Another is Connie: a concierge robot also from Aldebaran and Watson, which is currently being tested in some Hilton hotels. Connie knows everything there is to know about the hotel environment, and can answer guests’ questions and make recommendations.
The Terminator: Humanity is only skin deep
While Pepper and Connie are built to augment and aid the human, the Terminator’s human attributes are only skin deep. Flesh and blood cover a machine endoskeleton, but there the humanity ends. The Terminator feels neither pity nor pain. It cannot recognize or respond to human emotion of any kind, because it doesn’t need to.

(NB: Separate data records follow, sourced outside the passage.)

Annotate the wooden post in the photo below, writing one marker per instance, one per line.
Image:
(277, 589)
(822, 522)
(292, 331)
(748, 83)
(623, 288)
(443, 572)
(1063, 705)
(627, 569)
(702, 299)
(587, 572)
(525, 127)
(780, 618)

In contrast, Pepper and Connie are designed to do exactly that. Both are equipped with Watson Tone Analyzer, which uses linguistic analysis to detect three types of tone in written text: emotions, social tendencies, and writing style. Tone Analyzer can understand emotional context of conversations and communications and use this insight to respond appropriately. Since emotional intelligence is a fundamentally human advantage and would be of no use to the bots themselves, it follows that the fundamental purpose of these bots is to serve humans. In other words, Pepper and Connie are designed for humans, by humans.
What are the similarities?
There are some similarities to the IoT bots, however, and we can spot some existing capabilities in the Terminator’s technical arsenal:
- Sensors: The Terminator uses a sophisticated array of sensors and machine learning capabilities to make sense of its immediate environment.
- Speech to Text: Like Pepper and Connie, the Terminator is able to take large, unstructured data sets, like overheard conversation, and translate it to text that can be analyzed.
- Natural language processing: Natural language processing allows the Terminator to ‘understand’ language by comparing the likelihood of various alternative meanings within a given context – something that IoT bots are also able to do. Background data enables them to make sense of context in order to determine a word’s most likely meaning: whether ‘knife’ refers to a weapon or a piece of cutlery, for instance.
- Overlaid real-time information: last year, the US cycling team were trialing Solos eyewear – glasses designed to display real-time data on-screen, while enabling the wearer to still see where they were going. The overlaid data stream relays information about the cyclist’s physical condition (heart rate, and so forth) and progress (km travelled, average speed, incline) in real-time. The Terminator employs something similar – his infrared vision is overlaid with what looks like computer script – feeding back information about his own processes as they take place.
- Machine learning: Machine learning refers to the ability for ‘things’ to learn and adapt as their acquisition of data grows. The Terminator demonstrates many instances of this skill, most memorably when he picks up the expression “F*ck you, asshole” from an early assailant and deploys it (to comic effect) later in the film.
The crucial difference: trust and decision making
Luckily for IoT fans (and the human race in general) there is one, crucial difference between IoT bots like Pepper, and the Terminator. Pepper and Connie are not trusted with decisions. They can make recommendations based on their programmed data and the real-time information they are able to acquire, but the decision to act always rests with a human being. The Terminator, on the other hand, can take decisions for himself, putting him in the unprecedented position of being both computer and programmer. He is answerable to no-one but himself, and therein lies the danger. If the Terminator had been an IoT bot, he could never have started his rampage against Sarah Connor – at least not without a human’s say-so. Comforting thought, that.